Data Retrieval Performance Improvement
Today's scientific applications are very data intensive, and their data management requirements can no longer be met by special-purpose libraries for particular scientific data formats or by traditional database management systems. This project aims at creating a data-format-independent, loosely-coupled, application-tailorable set of libraries that provides a holistic data management framework for scientists. A scientific programmer can write applications that access scientific data in its native format, while using Maitri's APIs
for buffering, indexing, metadata management, and concurrency control, plus a small amount of format-specific code written by the programmer.

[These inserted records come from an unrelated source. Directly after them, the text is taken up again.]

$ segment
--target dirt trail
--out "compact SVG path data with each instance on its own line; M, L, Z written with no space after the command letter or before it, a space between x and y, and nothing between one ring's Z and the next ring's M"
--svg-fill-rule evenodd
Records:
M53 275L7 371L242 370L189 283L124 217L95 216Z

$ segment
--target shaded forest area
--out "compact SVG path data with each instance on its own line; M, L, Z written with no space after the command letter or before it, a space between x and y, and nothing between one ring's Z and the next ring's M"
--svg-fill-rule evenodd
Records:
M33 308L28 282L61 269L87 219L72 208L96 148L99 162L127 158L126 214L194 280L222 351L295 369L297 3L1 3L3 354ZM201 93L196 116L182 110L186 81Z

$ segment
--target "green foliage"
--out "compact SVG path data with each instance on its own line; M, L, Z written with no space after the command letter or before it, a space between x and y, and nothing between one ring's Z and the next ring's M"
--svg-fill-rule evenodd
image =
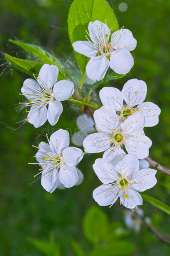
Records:
M5 57L7 61L12 67L31 76L32 76L33 74L38 75L40 69L43 65L43 63L40 62L15 58L7 54L7 53L5 54Z
M28 241L45 256L60 256L60 255L59 246L56 243L35 239L29 239Z
M66 79L68 78L68 76L69 76L66 68L64 67L58 59L46 51L42 49L40 47L40 46L37 46L36 45L30 44L26 44L22 42L14 41L12 39L9 39L9 41L18 45L28 53L30 53L41 62L48 64L56 65L57 66L58 68L59 72L60 73L60 76L62 77L62 79ZM62 75L62 76L61 76L61 75Z
M107 216L96 205L86 212L83 220L83 229L86 238L97 243L106 234L108 225Z
M146 200L150 204L158 208L162 211L164 211L168 214L170 214L170 207L167 204L161 202L159 200L154 198L154 197L148 196L148 195L142 194L142 196L144 200Z
M90 22L98 20L105 22L112 31L118 29L118 21L113 10L105 0L74 0L70 6L68 17L68 34L71 43L86 40L84 37ZM88 59L74 51L78 65L82 73L86 72Z

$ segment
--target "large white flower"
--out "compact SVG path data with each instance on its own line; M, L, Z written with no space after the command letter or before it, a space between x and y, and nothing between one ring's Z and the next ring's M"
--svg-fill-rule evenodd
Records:
M94 121L89 115L82 114L77 117L76 123L79 130L72 136L72 142L74 145L81 147L86 136L95 132Z
M63 110L60 101L68 99L74 92L72 82L62 80L56 83L58 74L56 66L45 64L36 81L29 78L24 82L21 90L28 101L19 103L31 107L26 120L36 128L47 119L52 125L56 124Z
M68 147L69 134L62 129L55 132L48 141L48 143L42 142L38 145L36 155L38 163L31 164L42 167L39 174L42 174L42 187L52 193L56 188L70 188L80 184L83 175L76 166L83 158L82 150Z
M102 185L94 189L93 197L102 206L111 207L119 197L120 204L130 209L142 204L140 195L156 183L156 170L139 170L139 161L128 154L115 166L101 158L96 159L94 170Z
M126 74L134 65L130 53L136 46L136 40L128 29L114 32L106 24L99 21L90 22L88 41L78 41L72 44L74 51L90 58L86 67L88 76L92 80L102 79L109 66L118 74Z
M144 116L144 126L152 126L158 122L160 109L154 103L144 102L146 92L144 81L134 78L128 81L122 92L116 88L103 88L100 97L103 105L112 106L122 120L138 111Z
M124 154L124 146L128 153L136 155L138 158L148 156L152 141L144 134L144 116L140 113L136 112L121 122L112 107L103 106L94 111L94 118L98 132L84 139L83 145L86 152L106 151L104 157L111 160Z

The main concentration of the work has so far been on the Buffer Management system GODIVA, and a bitmap based indexing system for high dimensional, high cardinality data. GODIVA is a framework that defines a buffer management API and allows the user to provide hints about the buffer management strategies, while doing the buffering in a background thread. The indexing scheme developed is an extension of bitmap indexes. Traditional bitmap indexes, shown to work well in high dimensionality, do not work that well with high cardinality attributes. Our extensions provide a way to improve the performance of bitmap indexes over high cardinality attributes as well as allow for parallel manipulation of the indexes.
The main aim of the Maitri system is to improve the performance of data retrieval for scientists during the visualization/analysis phase while still allowing them to store data in the format of their choice.